日韓合意で読み違え、TPPでも読み違え、種子法で煽動一辺倒?、、、
言論人として大丈夫なのだろうか?
この言論人、事件沙汰もあった。




拙ブログは、ご存じのとおり、公開情報から読み解き、判断の根拠を示し、判断されるのは読者の皆様というスタンス。私の判断を読者の皆様に押し付けることはしないようにしている。
主観的判断なら主観的判断、確度が低い分析ならそう事前にことわっている。
絶対にこうだ、こうでなくてはならない、という主張はそもそも「限定的」であるべきなのだ。

そして、倉山満が言う「目の肥えた観客になれ」とは、日々努力することを意味する。有名な言論人やブロガーの見解を集めることだけに熱心な人は、自身で考えることを放棄している点において、いつまで経っても目の肥えた観客になれないということである。



保守が主体的に言論活動するに至ったことは、戦後においてなかった。この数年間は、保守は左翼言論人を圧倒する勢いにある。
が、すべき冷静かつ客観的な分析を怠り、「これが正解だ」とか「こうしなければ保守ではない」とするやり方で教祖みたいに煽動一辺倒でいいものだろうか?

私は、こうしたやり方から距離を置いているつもりである。




読みを何度か誤まっている方、学術的でない方、初心者対象としているレベルの方で塾と名乗るほどのことであろうか?

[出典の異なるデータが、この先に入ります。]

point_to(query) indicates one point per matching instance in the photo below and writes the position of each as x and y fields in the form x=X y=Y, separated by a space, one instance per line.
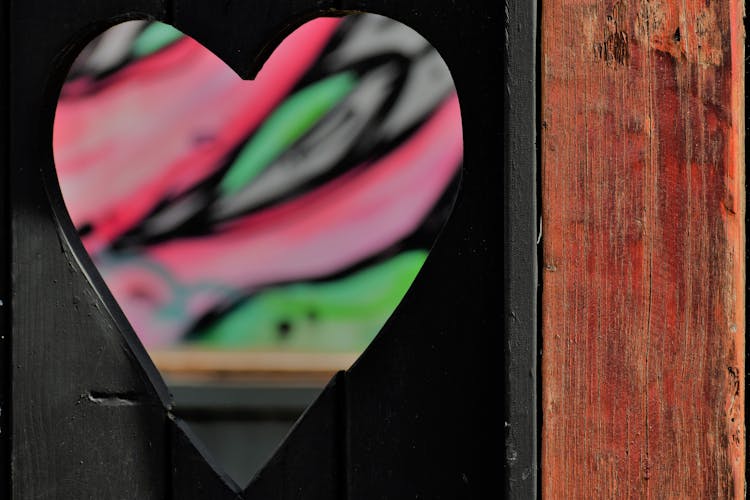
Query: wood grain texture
x=643 y=272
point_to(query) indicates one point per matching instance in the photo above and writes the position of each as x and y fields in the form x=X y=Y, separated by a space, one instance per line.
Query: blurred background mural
x=285 y=215
x=292 y=212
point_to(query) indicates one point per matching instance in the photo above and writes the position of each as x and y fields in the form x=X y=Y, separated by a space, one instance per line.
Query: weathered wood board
x=643 y=271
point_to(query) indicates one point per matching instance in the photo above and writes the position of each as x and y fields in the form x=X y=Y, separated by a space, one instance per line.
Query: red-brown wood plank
x=643 y=273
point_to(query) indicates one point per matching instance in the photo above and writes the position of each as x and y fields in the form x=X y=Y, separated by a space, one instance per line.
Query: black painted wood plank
x=310 y=463
x=244 y=34
x=193 y=475
x=88 y=418
x=425 y=399
x=5 y=258
x=520 y=256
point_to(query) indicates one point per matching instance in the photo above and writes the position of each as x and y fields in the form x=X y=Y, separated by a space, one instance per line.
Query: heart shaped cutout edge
x=450 y=109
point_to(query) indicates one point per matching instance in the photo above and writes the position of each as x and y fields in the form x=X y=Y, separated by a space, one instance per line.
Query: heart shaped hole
x=257 y=235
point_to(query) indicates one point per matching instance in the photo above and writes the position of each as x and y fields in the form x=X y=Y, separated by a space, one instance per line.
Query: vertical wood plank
x=643 y=272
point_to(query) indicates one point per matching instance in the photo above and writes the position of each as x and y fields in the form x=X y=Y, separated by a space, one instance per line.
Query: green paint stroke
x=155 y=37
x=289 y=122
x=339 y=316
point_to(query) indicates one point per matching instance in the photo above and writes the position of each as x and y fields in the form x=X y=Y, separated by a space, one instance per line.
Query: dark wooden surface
x=420 y=415
x=521 y=250
x=643 y=226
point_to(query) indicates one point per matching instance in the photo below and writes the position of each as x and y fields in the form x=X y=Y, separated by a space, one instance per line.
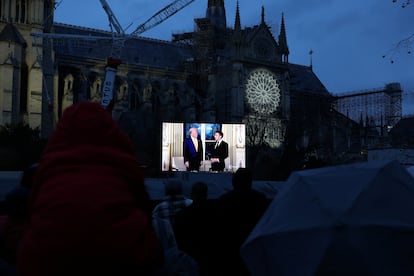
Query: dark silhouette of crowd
x=84 y=210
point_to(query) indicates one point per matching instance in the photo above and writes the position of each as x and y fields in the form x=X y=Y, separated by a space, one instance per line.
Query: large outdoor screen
x=173 y=135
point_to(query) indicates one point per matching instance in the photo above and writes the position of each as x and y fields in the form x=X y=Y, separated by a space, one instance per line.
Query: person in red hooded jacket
x=89 y=211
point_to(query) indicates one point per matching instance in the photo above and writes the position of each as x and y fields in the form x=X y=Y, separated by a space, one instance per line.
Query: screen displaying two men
x=207 y=147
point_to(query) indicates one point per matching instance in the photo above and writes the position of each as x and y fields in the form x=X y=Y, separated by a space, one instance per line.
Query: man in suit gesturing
x=219 y=152
x=193 y=151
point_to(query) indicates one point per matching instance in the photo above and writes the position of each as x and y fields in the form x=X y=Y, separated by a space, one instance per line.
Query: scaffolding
x=381 y=107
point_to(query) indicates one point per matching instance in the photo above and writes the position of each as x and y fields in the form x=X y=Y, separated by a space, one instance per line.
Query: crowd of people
x=84 y=210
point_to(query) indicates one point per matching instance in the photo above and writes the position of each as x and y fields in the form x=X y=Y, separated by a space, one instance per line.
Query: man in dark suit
x=193 y=151
x=219 y=152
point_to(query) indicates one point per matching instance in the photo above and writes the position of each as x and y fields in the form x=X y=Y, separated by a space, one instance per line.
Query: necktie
x=195 y=142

法律をきちんと読み込まず、法的措置に係わる行為について、専門家の意見等を参照せず、法律に疎い人を煽動し、その処置を他人に預けて済むことであろうか?

自身が責任者として係わった政治活動での「同士討ち」は、如何なる場合でも正当化されるべきものであろうか?

保守系メデイアが進んで保守を撃つメデイアでそもそもいいものか?

同士討ちをやった人、今後もやりそうな人にそもそも大同団結を呼びかける資格はあるのだろうか?

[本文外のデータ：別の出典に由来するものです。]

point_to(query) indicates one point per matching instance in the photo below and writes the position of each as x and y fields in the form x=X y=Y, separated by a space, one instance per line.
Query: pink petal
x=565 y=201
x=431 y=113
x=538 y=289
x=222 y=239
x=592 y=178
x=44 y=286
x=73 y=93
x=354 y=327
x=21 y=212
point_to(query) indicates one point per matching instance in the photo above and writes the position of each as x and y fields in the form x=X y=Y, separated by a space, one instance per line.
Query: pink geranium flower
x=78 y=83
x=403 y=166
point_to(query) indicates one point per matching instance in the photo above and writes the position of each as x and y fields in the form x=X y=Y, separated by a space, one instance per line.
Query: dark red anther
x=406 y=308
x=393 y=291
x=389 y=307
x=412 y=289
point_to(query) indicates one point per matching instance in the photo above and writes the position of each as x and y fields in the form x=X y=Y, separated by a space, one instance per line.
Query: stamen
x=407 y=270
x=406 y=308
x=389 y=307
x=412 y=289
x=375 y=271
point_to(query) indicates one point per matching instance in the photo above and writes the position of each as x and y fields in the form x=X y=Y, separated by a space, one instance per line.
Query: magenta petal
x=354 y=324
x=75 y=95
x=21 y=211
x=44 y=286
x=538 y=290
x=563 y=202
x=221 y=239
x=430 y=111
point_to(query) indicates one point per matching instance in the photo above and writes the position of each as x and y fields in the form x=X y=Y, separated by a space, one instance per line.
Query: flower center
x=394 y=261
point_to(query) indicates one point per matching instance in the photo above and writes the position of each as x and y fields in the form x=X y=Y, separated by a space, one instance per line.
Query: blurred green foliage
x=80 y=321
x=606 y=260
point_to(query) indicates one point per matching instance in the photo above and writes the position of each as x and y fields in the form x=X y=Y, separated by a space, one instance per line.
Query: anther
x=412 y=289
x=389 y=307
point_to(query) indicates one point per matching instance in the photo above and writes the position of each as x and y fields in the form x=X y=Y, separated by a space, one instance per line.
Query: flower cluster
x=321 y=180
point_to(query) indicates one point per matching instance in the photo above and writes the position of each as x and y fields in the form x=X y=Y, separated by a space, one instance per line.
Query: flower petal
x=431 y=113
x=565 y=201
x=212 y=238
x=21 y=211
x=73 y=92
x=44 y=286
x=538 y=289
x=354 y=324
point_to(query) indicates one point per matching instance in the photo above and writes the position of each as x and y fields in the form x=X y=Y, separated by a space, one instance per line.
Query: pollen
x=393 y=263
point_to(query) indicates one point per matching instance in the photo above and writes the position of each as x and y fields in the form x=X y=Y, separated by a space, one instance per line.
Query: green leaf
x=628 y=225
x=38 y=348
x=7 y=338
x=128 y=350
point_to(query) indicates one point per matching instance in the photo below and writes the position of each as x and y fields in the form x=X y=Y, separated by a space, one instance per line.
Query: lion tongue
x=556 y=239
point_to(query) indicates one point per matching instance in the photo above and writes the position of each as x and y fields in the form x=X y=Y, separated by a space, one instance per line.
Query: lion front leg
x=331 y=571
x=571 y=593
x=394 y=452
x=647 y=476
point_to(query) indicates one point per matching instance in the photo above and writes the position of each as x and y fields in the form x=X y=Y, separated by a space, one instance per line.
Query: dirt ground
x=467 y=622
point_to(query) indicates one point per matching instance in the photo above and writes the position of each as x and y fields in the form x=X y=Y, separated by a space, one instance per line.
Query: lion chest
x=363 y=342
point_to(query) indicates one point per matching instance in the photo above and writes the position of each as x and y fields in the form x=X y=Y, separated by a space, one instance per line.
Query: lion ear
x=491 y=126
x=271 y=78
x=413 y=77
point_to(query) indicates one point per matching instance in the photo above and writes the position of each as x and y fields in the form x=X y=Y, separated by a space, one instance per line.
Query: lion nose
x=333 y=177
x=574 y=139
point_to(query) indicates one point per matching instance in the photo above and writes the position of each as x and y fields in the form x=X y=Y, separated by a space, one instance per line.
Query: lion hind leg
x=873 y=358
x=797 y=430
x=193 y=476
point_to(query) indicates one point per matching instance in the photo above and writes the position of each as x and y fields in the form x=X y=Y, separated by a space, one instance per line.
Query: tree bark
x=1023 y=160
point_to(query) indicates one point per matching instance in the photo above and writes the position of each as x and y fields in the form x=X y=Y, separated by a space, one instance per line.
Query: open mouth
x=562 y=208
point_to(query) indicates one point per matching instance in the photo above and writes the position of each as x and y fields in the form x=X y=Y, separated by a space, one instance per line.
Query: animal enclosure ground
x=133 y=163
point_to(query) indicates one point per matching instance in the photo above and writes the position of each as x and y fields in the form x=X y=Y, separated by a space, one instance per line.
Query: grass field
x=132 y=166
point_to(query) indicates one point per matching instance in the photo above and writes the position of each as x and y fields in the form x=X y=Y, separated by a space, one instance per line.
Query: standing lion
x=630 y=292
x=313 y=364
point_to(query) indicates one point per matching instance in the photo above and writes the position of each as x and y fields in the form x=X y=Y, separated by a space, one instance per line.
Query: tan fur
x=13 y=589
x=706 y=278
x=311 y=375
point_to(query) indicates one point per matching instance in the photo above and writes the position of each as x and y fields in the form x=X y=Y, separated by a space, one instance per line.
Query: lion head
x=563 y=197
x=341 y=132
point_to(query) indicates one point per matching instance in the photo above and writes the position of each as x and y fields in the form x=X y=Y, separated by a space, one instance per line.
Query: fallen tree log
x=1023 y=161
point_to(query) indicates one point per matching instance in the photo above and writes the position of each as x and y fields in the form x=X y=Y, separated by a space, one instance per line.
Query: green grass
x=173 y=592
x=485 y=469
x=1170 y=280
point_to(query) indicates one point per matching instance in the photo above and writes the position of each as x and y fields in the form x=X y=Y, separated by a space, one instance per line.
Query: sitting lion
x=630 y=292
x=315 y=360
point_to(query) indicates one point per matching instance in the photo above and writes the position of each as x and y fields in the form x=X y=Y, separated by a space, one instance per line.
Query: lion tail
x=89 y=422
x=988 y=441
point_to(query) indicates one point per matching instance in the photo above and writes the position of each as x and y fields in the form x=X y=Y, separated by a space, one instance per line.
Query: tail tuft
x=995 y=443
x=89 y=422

寄付を募り、あれだけ本を出し、今後において新たな制約を招きかねない結果をもたらしつつあるにもかかわらず、匿名で活動を続け、困った時は他人任せで済むことであろうか?




多くの事象を踏まえるに、一般論として言わせていただくと、寄付を募る保守活動は、少なくとも「責任の所在、リスク対策含めて自己完結」であるべきだとの見解に達するのである。